ClinicalTrials.gov NCT01806259.
在回顾性研究中,酮咯酸与较低的复发风险相关,尤其是在炎症标志物阳性的患者中。目前尚不清楚单次术前使用酮咯酸能否延长无复发生存期。
KBC 试验是一项多中心、安慰剂对照、随机 III 期临床试验,旨在高危乳腺癌患者中降低 33%的复发率(从 60%降至 40%)。患者在手术前接受一次酮咯酸托品或安慰剂治疗。符合条件的患者为计划行根治性手术的乳腺癌患者,中性粒细胞与淋巴细胞比值≥4、淋巴结阳性疾病或三阴性表型。主要终点为两年时的无病生存(DFS)。次要终点包括安全性、疼痛评估和总生存。
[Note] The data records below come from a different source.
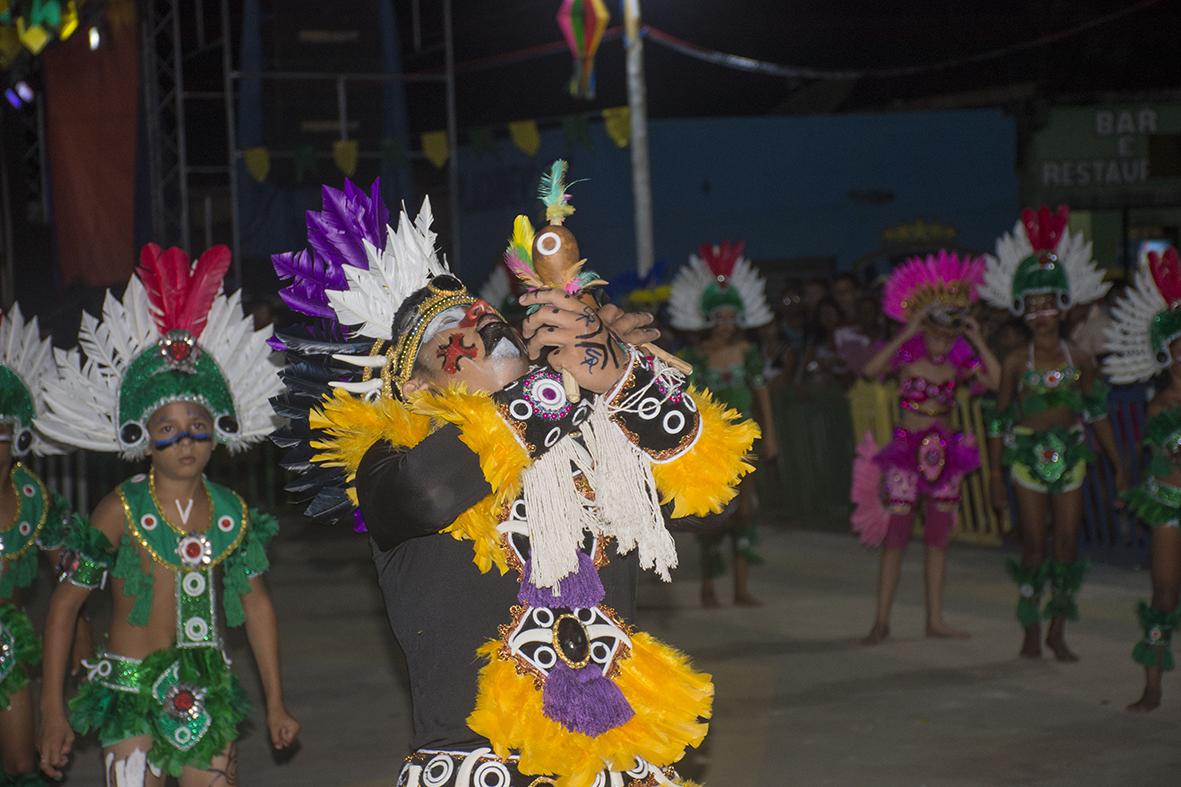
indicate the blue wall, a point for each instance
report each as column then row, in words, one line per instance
column 782, row 183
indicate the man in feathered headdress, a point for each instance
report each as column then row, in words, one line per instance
column 33, row 522
column 169, row 370
column 508, row 516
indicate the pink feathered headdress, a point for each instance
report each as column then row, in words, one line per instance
column 941, row 278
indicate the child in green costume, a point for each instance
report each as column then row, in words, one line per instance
column 1146, row 340
column 170, row 370
column 32, row 522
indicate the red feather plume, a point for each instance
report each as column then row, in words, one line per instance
column 181, row 297
column 1166, row 271
column 722, row 258
column 1044, row 228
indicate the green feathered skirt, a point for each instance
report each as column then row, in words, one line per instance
column 19, row 650
column 1155, row 502
column 186, row 698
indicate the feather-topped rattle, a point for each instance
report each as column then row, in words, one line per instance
column 550, row 260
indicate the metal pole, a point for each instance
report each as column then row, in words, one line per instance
column 8, row 280
column 452, row 134
column 638, row 104
column 182, row 154
column 232, row 142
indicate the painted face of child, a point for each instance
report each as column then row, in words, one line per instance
column 181, row 440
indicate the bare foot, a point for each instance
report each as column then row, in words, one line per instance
column 876, row 635
column 746, row 599
column 1031, row 648
column 1148, row 701
column 940, row 630
column 1061, row 651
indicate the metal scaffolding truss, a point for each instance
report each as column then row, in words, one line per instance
column 163, row 83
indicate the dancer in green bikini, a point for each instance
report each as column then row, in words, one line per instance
column 722, row 293
column 1049, row 392
column 1144, row 340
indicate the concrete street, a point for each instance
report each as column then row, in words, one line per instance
column 798, row 701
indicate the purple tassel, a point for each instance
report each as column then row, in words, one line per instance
column 584, row 701
column 334, row 234
column 580, row 590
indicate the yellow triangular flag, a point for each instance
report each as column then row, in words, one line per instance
column 344, row 153
column 258, row 162
column 618, row 121
column 435, row 148
column 524, row 136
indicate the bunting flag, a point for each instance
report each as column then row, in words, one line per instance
column 435, row 148
column 483, row 141
column 526, row 136
column 618, row 121
column 344, row 154
column 258, row 162
column 305, row 162
column 576, row 130
column 393, row 154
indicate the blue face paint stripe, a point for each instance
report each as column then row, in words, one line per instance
column 195, row 436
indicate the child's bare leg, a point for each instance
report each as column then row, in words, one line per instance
column 938, row 522
column 1031, row 506
column 1166, row 593
column 17, row 735
column 896, row 537
column 222, row 772
column 125, row 763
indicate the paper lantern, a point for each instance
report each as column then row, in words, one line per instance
column 582, row 23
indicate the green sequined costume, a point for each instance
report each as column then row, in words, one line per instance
column 184, row 696
column 736, row 389
column 38, row 524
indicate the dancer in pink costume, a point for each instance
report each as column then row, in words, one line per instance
column 939, row 349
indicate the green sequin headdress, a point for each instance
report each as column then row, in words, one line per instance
column 1041, row 255
column 25, row 358
column 174, row 337
column 1146, row 322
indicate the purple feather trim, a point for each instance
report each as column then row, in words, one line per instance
column 584, row 701
column 580, row 590
column 960, row 454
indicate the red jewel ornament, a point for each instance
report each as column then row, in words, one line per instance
column 178, row 349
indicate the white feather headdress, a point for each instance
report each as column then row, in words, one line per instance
column 718, row 277
column 1146, row 320
column 174, row 336
column 1042, row 255
column 25, row 361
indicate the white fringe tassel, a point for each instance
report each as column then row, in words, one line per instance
column 556, row 512
column 626, row 494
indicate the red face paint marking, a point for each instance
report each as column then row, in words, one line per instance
column 477, row 310
column 455, row 350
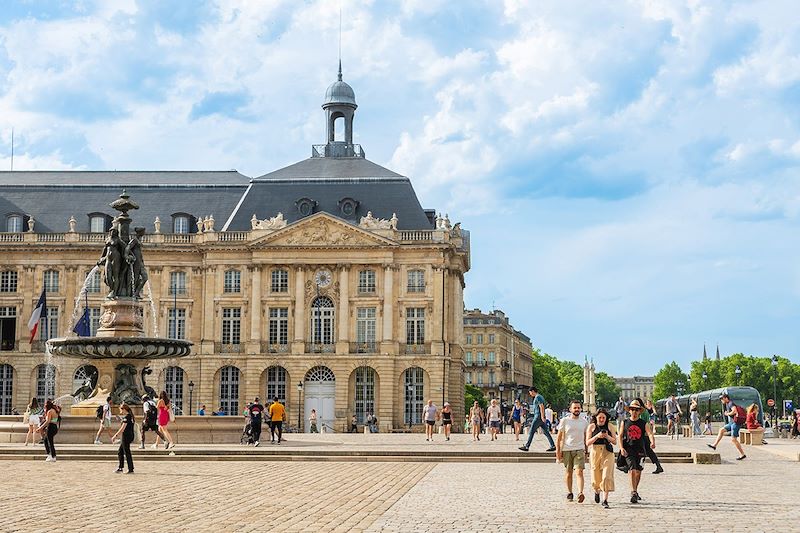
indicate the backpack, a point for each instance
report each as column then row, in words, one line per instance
column 740, row 417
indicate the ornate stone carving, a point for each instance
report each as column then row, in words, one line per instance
column 274, row 223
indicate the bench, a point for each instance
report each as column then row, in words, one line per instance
column 753, row 437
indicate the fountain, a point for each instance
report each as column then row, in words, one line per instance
column 120, row 344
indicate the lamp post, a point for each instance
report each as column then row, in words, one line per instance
column 191, row 391
column 299, row 393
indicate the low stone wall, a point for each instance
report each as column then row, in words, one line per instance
column 185, row 429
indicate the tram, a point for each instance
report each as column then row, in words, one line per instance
column 708, row 402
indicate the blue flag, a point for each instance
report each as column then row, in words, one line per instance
column 84, row 325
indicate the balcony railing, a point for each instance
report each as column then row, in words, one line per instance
column 228, row 348
column 313, row 347
column 364, row 347
column 416, row 348
column 274, row 348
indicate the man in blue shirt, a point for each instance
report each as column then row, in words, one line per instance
column 537, row 412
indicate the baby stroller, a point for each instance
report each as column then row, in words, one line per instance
column 247, row 435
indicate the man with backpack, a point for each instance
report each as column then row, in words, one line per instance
column 103, row 414
column 150, row 419
column 737, row 417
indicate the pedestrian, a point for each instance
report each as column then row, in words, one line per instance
column 277, row 414
column 601, row 438
column 126, row 431
column 149, row 420
column 571, row 447
column 255, row 420
column 104, row 415
column 736, row 419
column 649, row 452
column 515, row 417
column 537, row 412
column 475, row 419
column 32, row 417
column 632, row 447
column 312, row 422
column 49, row 428
column 165, row 416
column 447, row 420
column 694, row 417
column 430, row 413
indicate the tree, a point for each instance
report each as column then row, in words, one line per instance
column 666, row 379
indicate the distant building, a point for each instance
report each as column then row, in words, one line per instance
column 636, row 387
column 496, row 354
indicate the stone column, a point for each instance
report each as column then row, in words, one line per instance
column 343, row 340
column 298, row 346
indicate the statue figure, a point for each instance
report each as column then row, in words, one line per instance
column 133, row 256
column 150, row 391
column 116, row 270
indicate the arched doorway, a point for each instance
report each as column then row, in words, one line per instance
column 320, row 391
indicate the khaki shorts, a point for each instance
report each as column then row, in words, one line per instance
column 574, row 459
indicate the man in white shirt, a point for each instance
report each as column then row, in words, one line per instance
column 571, row 447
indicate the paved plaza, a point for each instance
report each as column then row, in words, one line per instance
column 754, row 495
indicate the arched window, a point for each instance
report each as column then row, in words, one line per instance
column 173, row 384
column 229, row 377
column 414, row 380
column 322, row 320
column 45, row 383
column 6, row 388
column 276, row 384
column 364, row 393
column 85, row 375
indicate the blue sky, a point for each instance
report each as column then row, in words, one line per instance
column 629, row 170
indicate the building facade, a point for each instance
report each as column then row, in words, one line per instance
column 496, row 355
column 324, row 283
column 636, row 387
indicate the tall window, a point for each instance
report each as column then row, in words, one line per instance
column 413, row 378
column 14, row 224
column 276, row 384
column 416, row 281
column 415, row 325
column 6, row 388
column 322, row 315
column 280, row 281
column 180, row 224
column 8, row 281
column 93, row 282
column 176, row 325
column 229, row 390
column 177, row 282
column 173, row 384
column 279, row 326
column 45, row 383
column 365, row 326
column 364, row 393
column 51, row 280
column 97, row 224
column 231, row 325
column 233, row 281
column 366, row 281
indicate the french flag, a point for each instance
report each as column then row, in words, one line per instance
column 39, row 312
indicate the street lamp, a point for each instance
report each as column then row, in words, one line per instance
column 191, row 391
column 299, row 392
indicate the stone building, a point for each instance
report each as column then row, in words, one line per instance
column 496, row 355
column 324, row 283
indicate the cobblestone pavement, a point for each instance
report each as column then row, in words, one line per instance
column 753, row 495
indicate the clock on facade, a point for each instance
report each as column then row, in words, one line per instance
column 323, row 278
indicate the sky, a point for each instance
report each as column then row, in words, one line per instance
column 629, row 171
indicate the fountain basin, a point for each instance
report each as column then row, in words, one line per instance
column 119, row 347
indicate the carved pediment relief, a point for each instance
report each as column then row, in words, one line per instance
column 322, row 230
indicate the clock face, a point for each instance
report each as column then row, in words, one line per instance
column 323, row 278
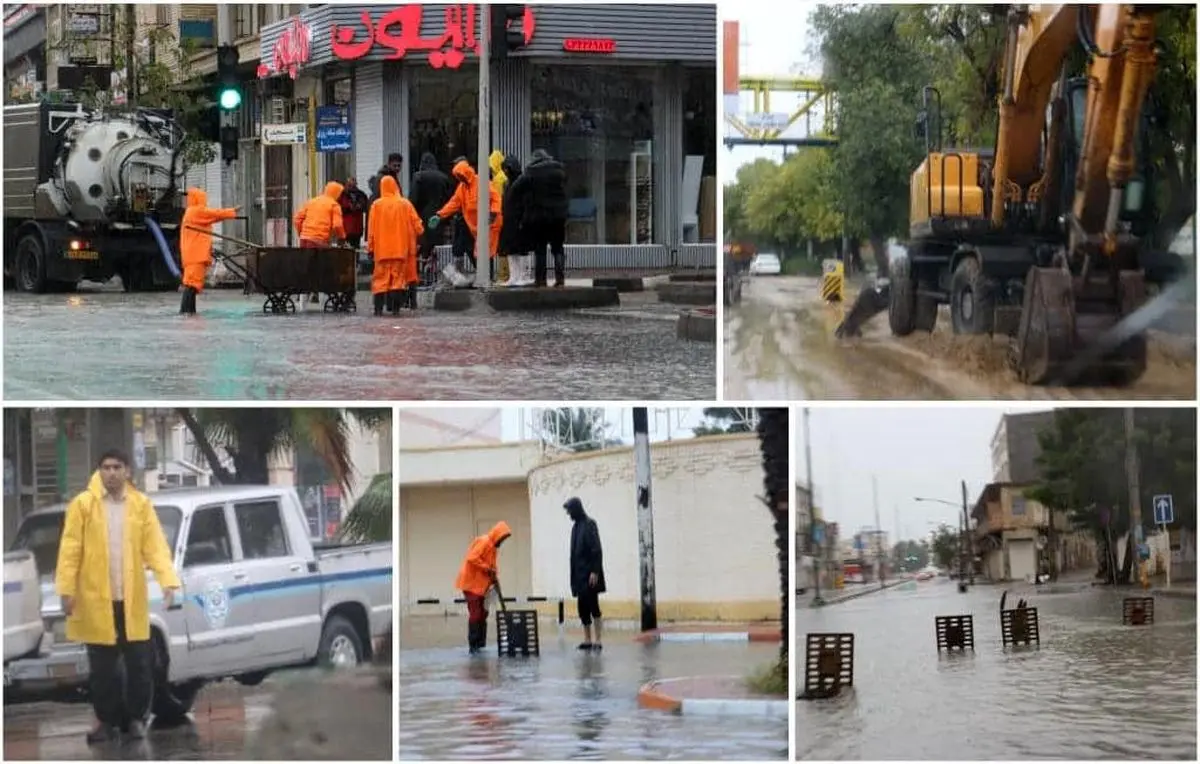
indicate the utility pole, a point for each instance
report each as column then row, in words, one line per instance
column 485, row 132
column 645, row 513
column 1133, row 483
column 817, row 558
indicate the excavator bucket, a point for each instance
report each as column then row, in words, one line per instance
column 1068, row 325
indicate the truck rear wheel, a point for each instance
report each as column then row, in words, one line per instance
column 30, row 264
column 340, row 644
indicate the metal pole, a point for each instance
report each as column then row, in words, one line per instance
column 485, row 107
column 645, row 518
column 817, row 558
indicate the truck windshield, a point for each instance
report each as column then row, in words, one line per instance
column 40, row 534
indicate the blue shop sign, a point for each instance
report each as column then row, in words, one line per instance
column 334, row 131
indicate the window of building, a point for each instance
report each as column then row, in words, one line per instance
column 700, row 140
column 261, row 527
column 340, row 164
column 599, row 122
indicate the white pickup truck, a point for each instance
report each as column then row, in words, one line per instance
column 257, row 597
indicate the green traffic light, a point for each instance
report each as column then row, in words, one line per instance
column 229, row 98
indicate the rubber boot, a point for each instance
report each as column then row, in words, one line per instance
column 559, row 270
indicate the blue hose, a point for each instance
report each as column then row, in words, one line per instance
column 163, row 247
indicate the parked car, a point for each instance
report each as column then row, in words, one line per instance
column 22, row 605
column 257, row 596
column 766, row 264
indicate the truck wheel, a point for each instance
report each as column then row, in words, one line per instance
column 972, row 299
column 340, row 644
column 30, row 264
column 171, row 703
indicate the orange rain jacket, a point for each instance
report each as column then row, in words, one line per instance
column 466, row 200
column 479, row 565
column 196, row 246
column 321, row 217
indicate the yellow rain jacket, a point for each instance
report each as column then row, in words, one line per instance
column 82, row 570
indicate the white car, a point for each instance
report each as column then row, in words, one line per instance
column 766, row 265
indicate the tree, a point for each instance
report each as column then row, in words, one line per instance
column 773, row 443
column 579, row 429
column 726, row 421
column 252, row 435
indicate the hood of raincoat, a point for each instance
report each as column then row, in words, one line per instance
column 389, row 187
column 499, row 533
column 463, row 172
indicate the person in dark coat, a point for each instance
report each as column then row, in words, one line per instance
column 431, row 188
column 587, row 571
column 545, row 214
column 394, row 167
column 513, row 239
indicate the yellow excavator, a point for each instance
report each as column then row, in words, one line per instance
column 1044, row 236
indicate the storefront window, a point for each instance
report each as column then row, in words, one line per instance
column 700, row 149
column 340, row 164
column 599, row 122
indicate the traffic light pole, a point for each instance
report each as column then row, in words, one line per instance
column 485, row 121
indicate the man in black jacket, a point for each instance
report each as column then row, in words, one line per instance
column 431, row 188
column 587, row 570
column 545, row 214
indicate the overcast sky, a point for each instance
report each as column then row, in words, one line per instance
column 775, row 42
column 911, row 452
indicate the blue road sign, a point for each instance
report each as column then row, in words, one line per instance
column 1164, row 509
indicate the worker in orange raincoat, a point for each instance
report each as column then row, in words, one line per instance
column 466, row 200
column 394, row 229
column 475, row 577
column 196, row 245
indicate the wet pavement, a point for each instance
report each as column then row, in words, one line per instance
column 1093, row 690
column 780, row 344
column 567, row 704
column 112, row 346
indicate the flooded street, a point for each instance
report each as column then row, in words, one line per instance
column 567, row 704
column 779, row 344
column 65, row 347
column 1095, row 690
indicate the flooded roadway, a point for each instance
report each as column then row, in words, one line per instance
column 567, row 704
column 779, row 344
column 1095, row 690
column 111, row 346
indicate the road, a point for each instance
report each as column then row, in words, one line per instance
column 779, row 344
column 109, row 346
column 1095, row 690
column 347, row 713
column 567, row 704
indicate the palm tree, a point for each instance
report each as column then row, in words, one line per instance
column 774, row 446
column 252, row 435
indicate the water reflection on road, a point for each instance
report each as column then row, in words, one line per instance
column 1095, row 690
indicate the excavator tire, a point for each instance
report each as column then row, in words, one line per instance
column 1056, row 342
column 972, row 299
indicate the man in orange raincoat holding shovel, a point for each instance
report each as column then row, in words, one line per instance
column 196, row 245
column 394, row 229
column 475, row 577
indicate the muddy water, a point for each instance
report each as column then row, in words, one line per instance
column 779, row 343
column 1093, row 690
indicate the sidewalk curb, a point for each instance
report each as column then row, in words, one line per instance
column 651, row 696
column 762, row 635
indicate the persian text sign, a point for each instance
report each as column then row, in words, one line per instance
column 399, row 31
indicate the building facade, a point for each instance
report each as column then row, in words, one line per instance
column 623, row 95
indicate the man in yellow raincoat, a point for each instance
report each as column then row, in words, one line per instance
column 109, row 537
column 475, row 577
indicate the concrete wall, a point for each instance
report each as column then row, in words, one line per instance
column 714, row 542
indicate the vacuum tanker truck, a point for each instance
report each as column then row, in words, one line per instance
column 78, row 186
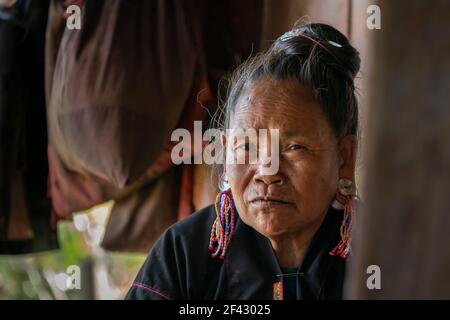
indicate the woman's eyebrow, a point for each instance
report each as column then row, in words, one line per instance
column 292, row 133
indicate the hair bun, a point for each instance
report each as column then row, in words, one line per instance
column 333, row 47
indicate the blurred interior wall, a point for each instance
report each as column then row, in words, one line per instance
column 403, row 227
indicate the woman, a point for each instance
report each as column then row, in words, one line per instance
column 284, row 235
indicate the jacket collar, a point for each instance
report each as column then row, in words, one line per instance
column 252, row 267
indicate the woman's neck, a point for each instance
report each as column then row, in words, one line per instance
column 291, row 248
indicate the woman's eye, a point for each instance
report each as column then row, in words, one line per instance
column 295, row 147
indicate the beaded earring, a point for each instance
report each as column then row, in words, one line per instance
column 223, row 227
column 345, row 200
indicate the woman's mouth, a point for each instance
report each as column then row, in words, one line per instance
column 267, row 202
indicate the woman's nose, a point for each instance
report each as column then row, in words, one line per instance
column 269, row 179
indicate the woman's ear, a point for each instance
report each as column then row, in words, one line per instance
column 347, row 157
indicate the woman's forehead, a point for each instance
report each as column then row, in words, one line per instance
column 277, row 103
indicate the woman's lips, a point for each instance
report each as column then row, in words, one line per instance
column 265, row 202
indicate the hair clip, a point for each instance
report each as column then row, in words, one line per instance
column 290, row 34
column 335, row 44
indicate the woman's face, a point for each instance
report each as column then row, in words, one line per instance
column 310, row 159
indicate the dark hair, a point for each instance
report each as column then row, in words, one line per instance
column 315, row 55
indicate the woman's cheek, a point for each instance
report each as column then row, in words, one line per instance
column 238, row 179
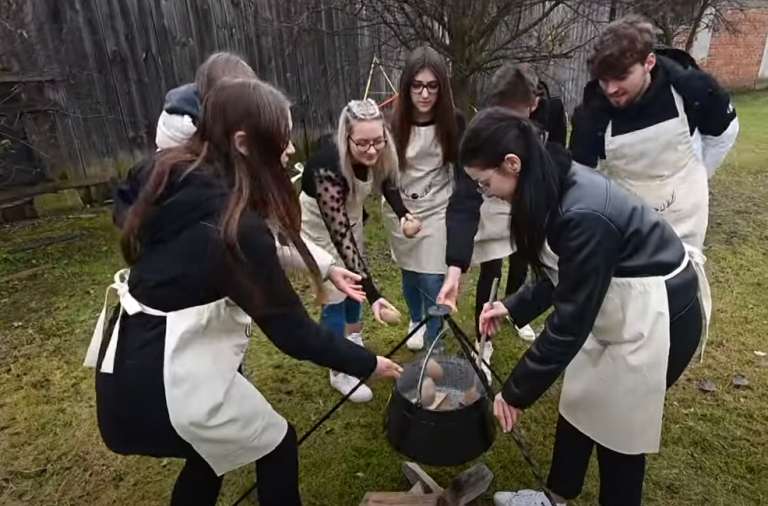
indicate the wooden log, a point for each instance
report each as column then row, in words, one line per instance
column 414, row 473
column 468, row 486
column 400, row 499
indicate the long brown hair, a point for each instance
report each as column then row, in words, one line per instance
column 217, row 67
column 256, row 181
column 446, row 128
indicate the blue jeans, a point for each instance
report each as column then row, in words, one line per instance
column 337, row 316
column 414, row 283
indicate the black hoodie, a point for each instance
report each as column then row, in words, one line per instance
column 707, row 106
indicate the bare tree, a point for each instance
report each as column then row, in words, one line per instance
column 679, row 22
column 475, row 36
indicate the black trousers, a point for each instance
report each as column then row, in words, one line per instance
column 518, row 269
column 621, row 475
column 133, row 420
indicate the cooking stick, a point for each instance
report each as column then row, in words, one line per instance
column 484, row 336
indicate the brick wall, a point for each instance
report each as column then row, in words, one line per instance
column 735, row 59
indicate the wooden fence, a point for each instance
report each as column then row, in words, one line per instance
column 82, row 81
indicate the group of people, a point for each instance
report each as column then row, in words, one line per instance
column 611, row 228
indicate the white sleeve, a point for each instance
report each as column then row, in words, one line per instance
column 715, row 149
column 582, row 166
column 291, row 261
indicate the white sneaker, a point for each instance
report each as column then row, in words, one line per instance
column 416, row 341
column 521, row 498
column 526, row 333
column 357, row 338
column 486, row 353
column 344, row 383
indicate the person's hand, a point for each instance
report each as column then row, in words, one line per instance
column 382, row 305
column 449, row 293
column 347, row 282
column 491, row 318
column 409, row 225
column 385, row 368
column 506, row 414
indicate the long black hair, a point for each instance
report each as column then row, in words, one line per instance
column 496, row 132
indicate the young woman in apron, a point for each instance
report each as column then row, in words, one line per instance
column 178, row 123
column 335, row 183
column 427, row 130
column 201, row 250
column 626, row 318
column 486, row 219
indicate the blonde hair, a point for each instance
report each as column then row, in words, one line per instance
column 386, row 167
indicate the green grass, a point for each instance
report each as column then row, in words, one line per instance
column 51, row 451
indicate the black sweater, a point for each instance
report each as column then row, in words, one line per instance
column 707, row 105
column 323, row 180
column 599, row 231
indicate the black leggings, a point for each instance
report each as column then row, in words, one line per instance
column 277, row 478
column 621, row 475
column 518, row 269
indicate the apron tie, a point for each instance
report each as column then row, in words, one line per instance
column 129, row 305
column 705, row 294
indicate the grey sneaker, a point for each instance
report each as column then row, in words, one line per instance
column 521, row 498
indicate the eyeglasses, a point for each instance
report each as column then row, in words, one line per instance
column 432, row 87
column 483, row 187
column 365, row 144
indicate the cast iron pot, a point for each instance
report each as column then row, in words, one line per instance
column 440, row 438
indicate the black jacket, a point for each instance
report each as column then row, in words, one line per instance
column 707, row 105
column 184, row 263
column 599, row 231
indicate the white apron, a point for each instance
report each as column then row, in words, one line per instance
column 493, row 240
column 660, row 164
column 313, row 229
column 210, row 404
column 426, row 186
column 614, row 388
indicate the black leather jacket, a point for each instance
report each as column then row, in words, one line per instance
column 599, row 231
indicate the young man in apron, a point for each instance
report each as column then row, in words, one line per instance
column 626, row 318
column 658, row 129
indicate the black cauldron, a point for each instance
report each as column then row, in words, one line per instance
column 449, row 437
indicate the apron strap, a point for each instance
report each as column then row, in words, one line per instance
column 705, row 293
column 129, row 305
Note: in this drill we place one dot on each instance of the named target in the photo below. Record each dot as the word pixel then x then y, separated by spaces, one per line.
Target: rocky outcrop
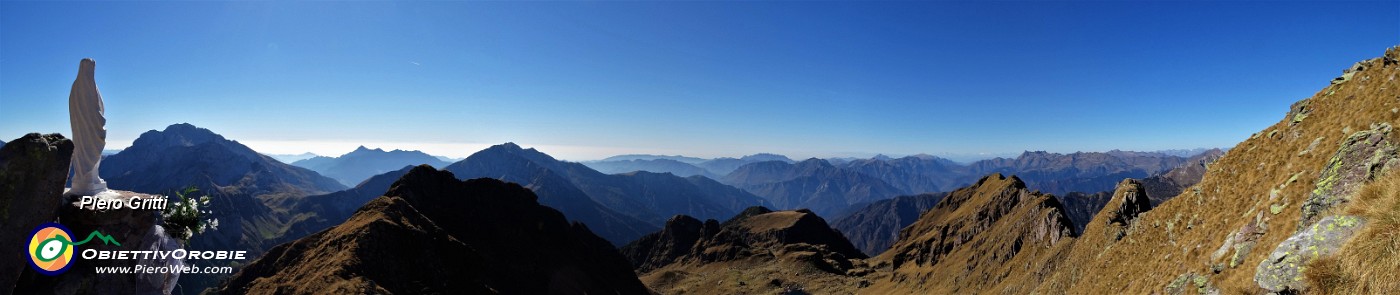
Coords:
pixel 363 162
pixel 1361 158
pixel 875 227
pixel 321 211
pixel 975 238
pixel 1283 269
pixel 434 234
pixel 1166 185
pixel 676 239
pixel 32 169
pixel 1081 207
pixel 765 250
pixel 1129 202
pixel 814 183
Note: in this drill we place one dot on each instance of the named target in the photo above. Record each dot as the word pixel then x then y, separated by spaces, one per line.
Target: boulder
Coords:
pixel 1283 269
pixel 1361 157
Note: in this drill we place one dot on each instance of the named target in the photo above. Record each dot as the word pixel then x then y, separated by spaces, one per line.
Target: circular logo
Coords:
pixel 51 249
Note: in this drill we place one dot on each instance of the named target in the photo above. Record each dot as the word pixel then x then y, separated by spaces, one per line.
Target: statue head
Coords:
pixel 86 67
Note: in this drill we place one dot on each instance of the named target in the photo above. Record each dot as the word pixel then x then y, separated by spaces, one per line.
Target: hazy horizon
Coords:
pixel 591 80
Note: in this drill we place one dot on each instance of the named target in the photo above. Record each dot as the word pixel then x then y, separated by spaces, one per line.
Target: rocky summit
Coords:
pixel 990 229
pixel 759 250
pixel 32 169
pixel 434 234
2013 年 2 月至 2015 年 7 月,203 例患者被分配至酮咯酸组(n=96)或安慰剂组(n=107)。两组患者的基线特征相似。患者的平均年龄为 55.7(SD14)岁。两年时,酮咯酸组 83.1%的患者存活且无疾病,安慰剂组为 89.7%(HR:1.23;95%CI:0.65-2.31),相应地,96.8%的患者存活,安慰剂组为 98.1%(HR:1.09;95%CI:0.34-3.51)。
手术前单次给予 30mg 酮咯酸托品不能增加高危乳腺癌患者的无病生存率。酮咯酸托品组与安慰剂组的总生存差异无统计学意义。然而,由于复发率低于预期,该研究的效力不足。未观察到安全性问题。
ClinicalTrials.gov NCT01806259。